Fast drei Wochen sind seit dem Wimbledon-Triumph von Linda Nosková – und des tschechischen Tennis, da ihre Landsfrau Karolina Muchová die andere Finalistin war – vergangen. Die neue Rasenkönigin von London hat sich seitdem von den Wettkämpfen ferngehalten und bereitet sich auf die Wiederaufnahme der Turniere auf der nordamerikanischen Hartplatz-Tour vor.
Sie war jedoch in Prag, auf der Stvanice-Basis, wo ein WTA-250-Turnier stattfand und präsentierte dem begeisterten Publikum ihre Trophäe vom All England Club.
„Es ist eine interessante Zeit. Ich habe in den letzten drei Wochen so viele Erfahrungen gemacht, dass ich sie noch nicht alle verarbeiten oder vollständig begreifen kann. Aber ich bin gesund, befinde mich in einer guten Phase meines Lebens, habe meine Familie an meiner Seite und ein wunderbares Team, das mich unterstützt, daher geht es mir gut“, erklärte Linda in einem Gespräch mit Flash Score.
"Seit meinem Wimbledon-Triumph habe ich viel über mich gelernt, insbesondere, dass ich gut mit neuen Situationen umgehen kann, selbst mit solchen, in denen ich noch nie zuvor war."
Doch nicht alles ist nur Lächeln, Trophäen und Blumen und Nosková hat dies im Laufe der Zeit deutlich gespürt, auch in dieser Saison, in der sie Höhen, aber auch frühe Ausscheiden aus Turnieren erlebte, wie in Dubai oder Miami, wo sie jedes Mal von Sorana Cîrstea besiegt wurde oder bei den French Open. Der mentale Zustand, die Stimmung schwankt.

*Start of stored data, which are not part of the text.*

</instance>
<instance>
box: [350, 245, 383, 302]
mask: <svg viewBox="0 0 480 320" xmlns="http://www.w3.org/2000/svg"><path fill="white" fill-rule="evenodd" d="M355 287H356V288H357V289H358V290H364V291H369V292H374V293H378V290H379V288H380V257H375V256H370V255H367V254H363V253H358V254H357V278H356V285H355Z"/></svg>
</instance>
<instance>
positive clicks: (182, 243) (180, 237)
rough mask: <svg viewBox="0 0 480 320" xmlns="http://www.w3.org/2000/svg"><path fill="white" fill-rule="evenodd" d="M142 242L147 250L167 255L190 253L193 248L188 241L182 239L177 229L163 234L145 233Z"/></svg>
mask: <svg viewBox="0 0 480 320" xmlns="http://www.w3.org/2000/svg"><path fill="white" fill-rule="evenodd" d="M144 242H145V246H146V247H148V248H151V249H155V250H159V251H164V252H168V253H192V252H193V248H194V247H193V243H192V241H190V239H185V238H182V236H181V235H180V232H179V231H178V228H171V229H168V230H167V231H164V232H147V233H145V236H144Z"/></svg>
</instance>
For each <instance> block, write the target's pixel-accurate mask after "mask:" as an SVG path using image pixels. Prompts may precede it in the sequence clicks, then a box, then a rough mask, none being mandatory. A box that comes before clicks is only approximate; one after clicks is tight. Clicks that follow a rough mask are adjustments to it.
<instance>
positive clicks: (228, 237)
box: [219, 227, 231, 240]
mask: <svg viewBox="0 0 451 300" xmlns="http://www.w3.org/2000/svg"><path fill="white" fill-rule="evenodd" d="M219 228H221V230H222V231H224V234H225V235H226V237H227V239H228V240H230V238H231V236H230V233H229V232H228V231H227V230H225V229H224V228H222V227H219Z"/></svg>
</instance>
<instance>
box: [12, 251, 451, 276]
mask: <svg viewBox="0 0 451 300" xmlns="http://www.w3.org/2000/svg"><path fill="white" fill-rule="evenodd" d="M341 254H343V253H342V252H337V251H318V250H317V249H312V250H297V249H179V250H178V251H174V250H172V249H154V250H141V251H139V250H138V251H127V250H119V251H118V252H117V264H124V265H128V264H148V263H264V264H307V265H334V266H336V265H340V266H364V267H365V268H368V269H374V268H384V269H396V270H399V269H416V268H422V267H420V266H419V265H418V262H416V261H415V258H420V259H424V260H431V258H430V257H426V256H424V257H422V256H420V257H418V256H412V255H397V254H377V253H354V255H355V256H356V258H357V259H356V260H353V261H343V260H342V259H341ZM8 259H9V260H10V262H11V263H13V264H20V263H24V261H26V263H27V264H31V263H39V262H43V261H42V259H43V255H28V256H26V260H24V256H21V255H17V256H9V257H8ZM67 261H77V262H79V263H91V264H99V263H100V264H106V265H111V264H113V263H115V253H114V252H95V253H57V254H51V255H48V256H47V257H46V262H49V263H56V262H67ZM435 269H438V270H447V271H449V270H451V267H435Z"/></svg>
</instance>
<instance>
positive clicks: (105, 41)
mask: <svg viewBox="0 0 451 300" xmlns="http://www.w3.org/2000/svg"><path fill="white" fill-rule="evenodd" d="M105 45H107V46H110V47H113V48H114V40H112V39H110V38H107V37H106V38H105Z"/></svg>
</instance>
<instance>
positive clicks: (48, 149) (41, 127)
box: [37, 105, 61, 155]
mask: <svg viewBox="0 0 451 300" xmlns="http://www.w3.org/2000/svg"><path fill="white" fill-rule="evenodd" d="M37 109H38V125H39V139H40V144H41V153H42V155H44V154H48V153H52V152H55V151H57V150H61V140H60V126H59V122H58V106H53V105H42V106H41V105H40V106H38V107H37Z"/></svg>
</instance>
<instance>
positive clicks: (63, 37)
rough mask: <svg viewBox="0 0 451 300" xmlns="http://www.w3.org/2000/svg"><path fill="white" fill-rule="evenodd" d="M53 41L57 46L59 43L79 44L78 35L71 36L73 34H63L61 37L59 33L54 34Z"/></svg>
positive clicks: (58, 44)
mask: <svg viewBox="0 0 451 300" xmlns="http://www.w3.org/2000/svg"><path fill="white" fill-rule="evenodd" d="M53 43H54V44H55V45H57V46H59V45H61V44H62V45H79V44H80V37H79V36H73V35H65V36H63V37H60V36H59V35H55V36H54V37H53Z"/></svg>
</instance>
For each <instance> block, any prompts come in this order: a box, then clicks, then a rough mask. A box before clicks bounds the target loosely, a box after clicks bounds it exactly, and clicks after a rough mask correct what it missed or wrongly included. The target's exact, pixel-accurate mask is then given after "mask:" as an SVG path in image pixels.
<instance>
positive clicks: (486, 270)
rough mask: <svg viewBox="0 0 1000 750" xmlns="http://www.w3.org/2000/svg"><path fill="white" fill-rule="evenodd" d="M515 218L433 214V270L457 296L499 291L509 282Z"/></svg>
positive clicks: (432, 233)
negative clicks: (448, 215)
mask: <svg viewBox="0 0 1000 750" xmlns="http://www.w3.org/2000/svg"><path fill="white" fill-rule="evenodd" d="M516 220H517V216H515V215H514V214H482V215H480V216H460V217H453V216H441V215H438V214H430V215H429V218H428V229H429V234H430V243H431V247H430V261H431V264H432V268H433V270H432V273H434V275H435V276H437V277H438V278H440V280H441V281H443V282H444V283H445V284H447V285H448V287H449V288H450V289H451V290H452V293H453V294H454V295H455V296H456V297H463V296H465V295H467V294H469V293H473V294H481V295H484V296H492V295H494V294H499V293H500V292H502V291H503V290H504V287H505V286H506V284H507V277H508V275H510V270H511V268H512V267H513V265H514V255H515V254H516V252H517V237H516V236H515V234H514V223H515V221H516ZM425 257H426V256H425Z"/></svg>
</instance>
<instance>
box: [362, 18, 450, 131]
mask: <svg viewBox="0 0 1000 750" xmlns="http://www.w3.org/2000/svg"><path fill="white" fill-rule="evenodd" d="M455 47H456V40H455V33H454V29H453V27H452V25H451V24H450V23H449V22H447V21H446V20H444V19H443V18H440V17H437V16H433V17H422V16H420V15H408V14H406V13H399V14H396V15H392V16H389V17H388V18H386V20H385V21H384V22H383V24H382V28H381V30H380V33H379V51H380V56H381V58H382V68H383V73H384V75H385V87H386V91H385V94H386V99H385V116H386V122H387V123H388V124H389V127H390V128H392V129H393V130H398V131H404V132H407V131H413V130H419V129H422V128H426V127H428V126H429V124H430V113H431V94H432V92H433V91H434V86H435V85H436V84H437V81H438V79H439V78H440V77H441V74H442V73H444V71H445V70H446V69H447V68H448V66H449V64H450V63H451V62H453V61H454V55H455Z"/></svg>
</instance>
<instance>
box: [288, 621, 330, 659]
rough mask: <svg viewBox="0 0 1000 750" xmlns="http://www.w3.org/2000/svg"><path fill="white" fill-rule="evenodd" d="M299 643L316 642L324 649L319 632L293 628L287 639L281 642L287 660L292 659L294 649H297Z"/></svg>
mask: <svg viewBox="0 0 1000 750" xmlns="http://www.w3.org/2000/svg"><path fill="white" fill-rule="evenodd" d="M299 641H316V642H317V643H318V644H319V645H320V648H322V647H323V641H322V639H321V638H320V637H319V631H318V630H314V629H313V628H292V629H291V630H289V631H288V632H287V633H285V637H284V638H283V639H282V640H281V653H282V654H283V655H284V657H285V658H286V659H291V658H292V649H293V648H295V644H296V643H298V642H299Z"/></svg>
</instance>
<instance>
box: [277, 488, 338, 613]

„Im Laufe des Jahres gibt es viele Tage, an denen ich sagen würde, dass es mir nicht besonders gut geht. Im Vergleich zu anderen "normalen" Menschen sind meine Sorgen natürlich leichter und kleiner - zum Beispiel, wenn eine Trainingseinheit nicht gut läuft oder wenn ich ein Match verliere“, erklärte die Tschechin.
Und sucht sie dann den Rat eines Mentalcoaches? „Ich ziehe keinen Mentalcoach hinzu. Ich denke, das Einfachste, was man tun kann, ist, sich auf sich selbst zu verlassen. Wenn man sich auf sich selbst konzentriert, nur sich selbst vertraut und nicht auf externe Hilfe angewiesen ist, ist das am einfachsten“, meint Nosková.
„Für mich ist es entscheidend, auf dem Boden der Tatsachen zu bleiben – Tennis ist eine schöne Karriere, aber wenn sie endet, platzt diese Blase. Ich möchte höchstens bis 30 Tennis spielen und dann glaube ich, dass der Übergang ins normale Leben für mich nicht schwierig sein wird, gerade weil ich bodenständig bleibe“, sagt sie reif, trotz ihrer erst 21 Jahre.